Tomb raider 1 has a secret on the first level most players still struggle with figuring out using the X + forward method of height 2.5.
There is also the corner glitch that most do not know how to use unless they were guide fanatics like myself.
Palace midas also has the hardest jump in the entire series with the flaming platforms.
The only thing you get from getting all the items from the first level is an extra shotgun shell, an extra autopistol and a handful of grenades with the grenade launcher early but taken away later. You know this right? Do you think your grey hairs are worth shrieking out? These bonuses are for TR1 addicts such as myself who would be greeted by a series of masterful traps with only minor reward.
The black flame snowmobile can be easily killed with an M16, start using your bigger guns as you are 3/4ths through the game.
Get gud.
Just to clear this bit up as well. The guy on the snowmobile isn't using uzis, the snowmobile he's driving has twin machine guns fitted to it. If you kill him and take his snowmobile, you can also use the guns on it. However, the red snowmobile you start with has a speed boost instead of guns, and that boost is needed for some of the longer jumps unless you want to continue to navigate the level on foot, which is possible to do.
Nothing in The Great Wall involve much exploration or difficult combat encounters (except for one secret which you have to go out of your way to get), it's just a straight shot to the end. The "difficult" part is like 40 seconds long, and it's punctuated by segments where all you have to do is run forward. It's impressive, but much of it is just cinematic.
Comparing that with Atlantis where you face the most BS spongy enemies sometimes in very cramped environment while they leap at you and mess up with your aiming and sometimes can knock you into traps or lava. The impossible to dodge dart traps while you're shimmying across and that blind backflip right after. One and done slope jumps with difficult timing. Mixing boulder traps, spike traps, lava holes, breakable tiles, and swinging axes together,..

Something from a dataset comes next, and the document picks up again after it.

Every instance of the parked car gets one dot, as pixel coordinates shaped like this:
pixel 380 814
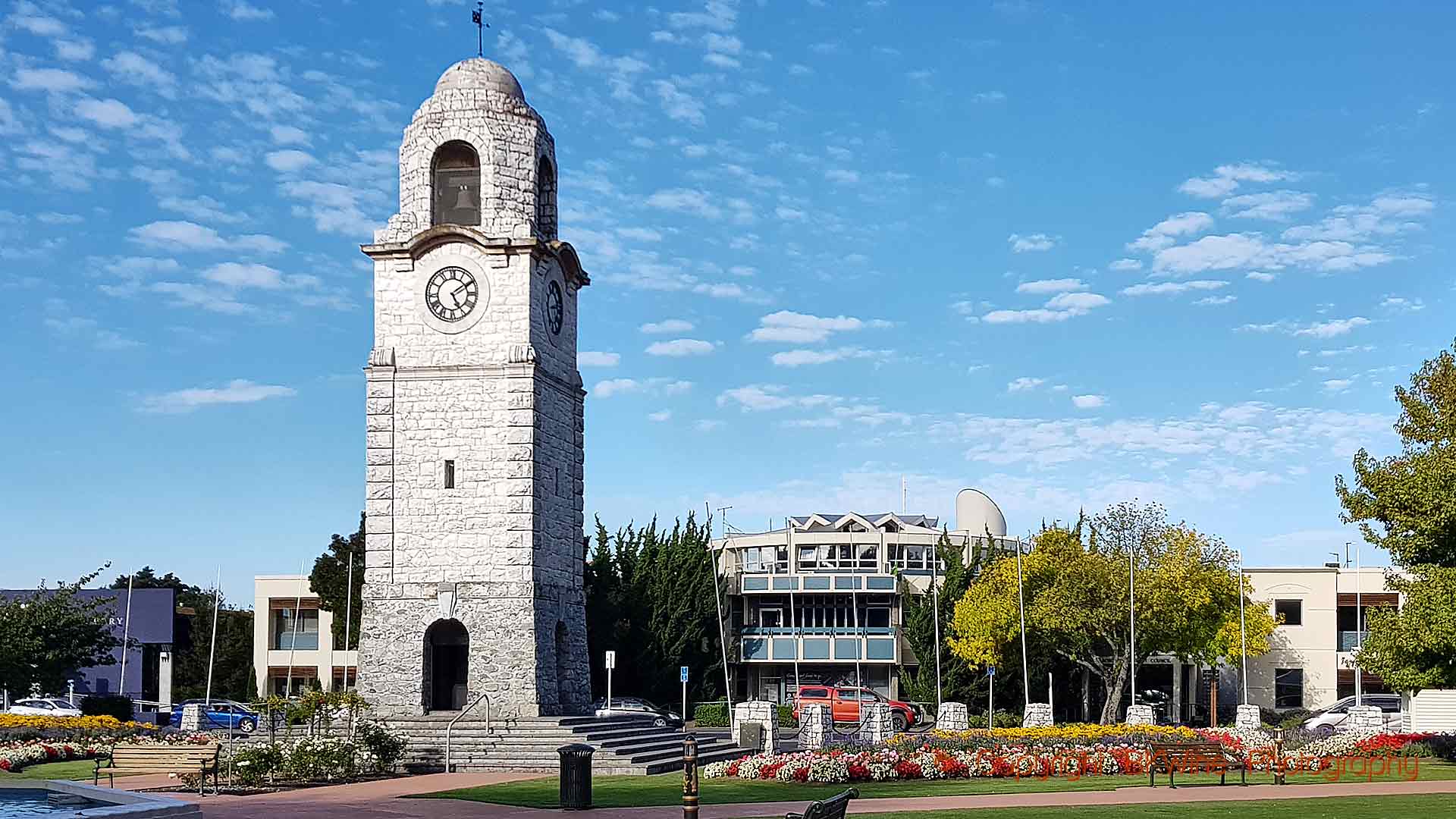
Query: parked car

Meanwhile the "hard part" of The Great Wall is getting out of a hole with moving spike walls in time where you have over 10 seconds to get out, and jumping over slicers that deal minor damage if your timing is a little off. The rest of the "hard part" is just mundane running forward, jumping once at the right time, and notice a breakable tile right next to you while you have about 10 seconds until a spike trap kills you.

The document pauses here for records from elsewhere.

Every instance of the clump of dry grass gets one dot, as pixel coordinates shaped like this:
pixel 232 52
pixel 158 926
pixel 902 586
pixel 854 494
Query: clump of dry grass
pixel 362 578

Yes, it's tighter if you go for the two collectables, but at the same time, you're consciously making a decision that makes it harder for yourself to survive.
I'd argue in TR2, you have so much ammunition to discover that by Venice or Bartoli Hideout you could pretty much ditch the pistols entirely if you manage to find most secrets and pick ups.
That's only by knowing the locations though. By the Maria Doria onward however, the only reasons you'd stick to pistols are:
1- The enemies in question are the weaker types, or easy to exploit from a vantage point
2- Stingy player
3- Wasted too much ammo or kept missing shots
4- Ignored or missed a lot of pickups in general
3/4ths through the game is pretty late to just "start" to use bigger guns. Personally I'm not a fan of the M16 while moving around, but ain't no reason to not have been using the Uzis or Shotgun for a while by this point.
In my playthroughs, Automatic Pistols pretty much become my main weapons by Venice. Hitscan enemies are a ♥♥♥♥♥ and I'd rather them not be there, but admittedly they (and human enemies in general) drop ammo and medkits, so it's balanced out. Taking them out quickly means saving medkits and time. Taking them out slower means saving ammo while it's littered all over the game.
Makes the Great Wall feel like Lara's Manor.
In all honesty if you feel bad with TR2 difficulty level overall, you won't even pass the first 3 TR3 levels lmao.